One of the biggest state employee unions is reporting on its website that it has reached a tentative agreement with the Corbett Administration. AFSCME Council 13 says the deal was struck around 11pm Wednesday night, but so far neither side is releasing any details. The tentative contract must still be ratified by the union membership, a process which will begin with a policy committee meeting in Harrisburg on Saturday.
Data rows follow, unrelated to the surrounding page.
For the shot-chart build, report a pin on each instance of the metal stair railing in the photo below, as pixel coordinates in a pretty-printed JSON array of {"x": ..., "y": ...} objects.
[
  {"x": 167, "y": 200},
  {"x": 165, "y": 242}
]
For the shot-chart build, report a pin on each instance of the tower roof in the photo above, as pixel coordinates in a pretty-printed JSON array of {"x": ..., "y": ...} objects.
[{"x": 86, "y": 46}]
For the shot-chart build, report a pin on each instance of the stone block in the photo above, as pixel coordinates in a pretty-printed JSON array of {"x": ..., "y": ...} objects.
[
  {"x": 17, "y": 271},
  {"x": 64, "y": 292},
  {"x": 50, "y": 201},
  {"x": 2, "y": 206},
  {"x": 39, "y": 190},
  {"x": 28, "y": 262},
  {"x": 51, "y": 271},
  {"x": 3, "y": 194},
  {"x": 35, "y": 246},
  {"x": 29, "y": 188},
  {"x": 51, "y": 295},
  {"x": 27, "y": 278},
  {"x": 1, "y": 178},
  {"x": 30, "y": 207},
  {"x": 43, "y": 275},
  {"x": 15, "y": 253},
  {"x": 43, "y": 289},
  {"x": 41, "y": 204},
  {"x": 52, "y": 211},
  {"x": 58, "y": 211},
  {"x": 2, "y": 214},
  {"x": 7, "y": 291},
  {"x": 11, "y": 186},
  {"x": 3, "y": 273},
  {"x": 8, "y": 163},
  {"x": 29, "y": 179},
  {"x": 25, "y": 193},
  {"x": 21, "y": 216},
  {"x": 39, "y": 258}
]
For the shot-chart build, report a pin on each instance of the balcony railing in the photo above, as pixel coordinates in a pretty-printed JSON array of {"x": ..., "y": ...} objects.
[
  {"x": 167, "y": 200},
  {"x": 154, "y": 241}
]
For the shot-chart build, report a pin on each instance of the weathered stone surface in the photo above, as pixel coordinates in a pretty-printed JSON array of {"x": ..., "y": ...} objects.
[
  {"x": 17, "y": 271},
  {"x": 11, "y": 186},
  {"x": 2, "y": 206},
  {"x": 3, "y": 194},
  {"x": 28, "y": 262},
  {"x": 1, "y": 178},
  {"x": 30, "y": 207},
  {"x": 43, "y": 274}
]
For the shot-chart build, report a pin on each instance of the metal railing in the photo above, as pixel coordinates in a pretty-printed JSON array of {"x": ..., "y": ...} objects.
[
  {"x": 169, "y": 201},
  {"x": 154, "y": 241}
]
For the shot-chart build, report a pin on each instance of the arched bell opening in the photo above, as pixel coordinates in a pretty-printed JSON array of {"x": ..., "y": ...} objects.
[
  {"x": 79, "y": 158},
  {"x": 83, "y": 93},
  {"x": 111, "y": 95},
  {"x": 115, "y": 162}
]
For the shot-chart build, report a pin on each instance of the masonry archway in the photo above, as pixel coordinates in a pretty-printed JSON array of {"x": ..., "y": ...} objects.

AFSCME Council 13 is one of about a dozen-and-a-half state employee unions whose contracts are set to expire on June 30th. Talks with another of the big unions, Service Employees International Union Local 668, have been less fruitful. The union described Wednesday’s session as “frustrating,” with only minor movement as the two sides remain “miles apart.” Those talks broke off around 10pm last night and are set to resume today.

Marcellus Shale

Marcellus Shale Job Creation Numbers Questioned

A new report questions the number of jobs created by the Marcellus Shale boom between 2007 and 2010. The “not so mighty Marcellus” might describe the results of their analysis according to Dr. Stephen Hertzenberg, Executive Director of the Keystone Research Center.  He says their review shows less than 10,000 jobs created rather than the 48,000 reported in recent statements and commentaries.

Dr. Hertzenberg says job creation differs from new hires, because you also have to look at quits, firings and retirements.  He says you have to look at both sides of the employment ledger.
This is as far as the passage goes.